Complex numbers can be beautifully expressed in the polar form. The polar form allows us to represent a complex number in terms of a magnitude and an angle. For a complex number expressed as \( a + bi \), the polar form is expressed as \( r(\cos \theta + i\sin \theta) \), where \( r \) is the modulus (distance from the origin to the point in the complex plane) and \( \theta \) is the argument (the angle with the positive real axis).
To convert \( -1 \) into polar form, we recognize it has a modulus of 1, since its distance from the origin is 1, and an argument of \( \pi \), because it lies on the negative real axis. Therefore, the polar form of \( -1 \) is \( e^{i\pi} \).
This representation becomes crucial when solving polynomial equations, like \( x^5 + 1 = 0 \), as it allows us to find all the roots of the equation easily by rotating angles.

Euler's formula is an essential concept in complex numbers, creating a bridge between trigonometry and complex exponential functions. The formula is given by \( e^{ix} = \cos x + i\sin x \). This remarkable equation simplifies working with complex numbers, turning trigonometric expressions into exponential ones.
In our exercise, Euler's formula helps us transform the complex number \( -1 \) into \( e^{i\pi} \).
This transformation allows solutions of polynomials to be expressed neatly in exponential form, simplifying the process of calculating roots and powers.

De Moivre's Theorem is a formula that connects complex numbers and roots of unity. The theorem states that for a complex number in polar form, \( (\cos \theta + i\sin \theta)^n = \cos(n\theta) + i\sin(n\theta) \).
De Moivre's theorem becomes particularly useful when dealing with powers of complex numbers. When solving \( x^5 + 1 = 0 \), once \( x^5 = e^{i\pi} \) is identified, De Moivre's theorem is utilized to find the roots \( x = e^{(i(\pi+2k\pi)/5)} \), with different integer values for \( k \).
This allows us to break down powers of complex numbers into repeated angles, revealing all possible roots.

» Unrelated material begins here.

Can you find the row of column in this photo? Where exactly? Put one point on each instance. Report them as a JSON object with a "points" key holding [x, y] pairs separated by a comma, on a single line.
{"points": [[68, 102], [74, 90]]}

Roots of unity are special solutions of the equation \( x^n = 1 \), but they extend to solutions like \( x^5 = -1 \) when combined with polar representations. These roots are spaced evenly on the complex plane, forming a symmetric pattern and making them easy to visualize.
In our exercise, the five roots of unity are derived from applying the exponential form of \(-1\) using different rotations: \( e^{i(\pi + 2k\pi)/5} \) for \( k = 0, 1, 2, 3, 4 \).
These roots form a regular polygon in the complex plane, showing the elegance and symmetry inherent in complex numbers.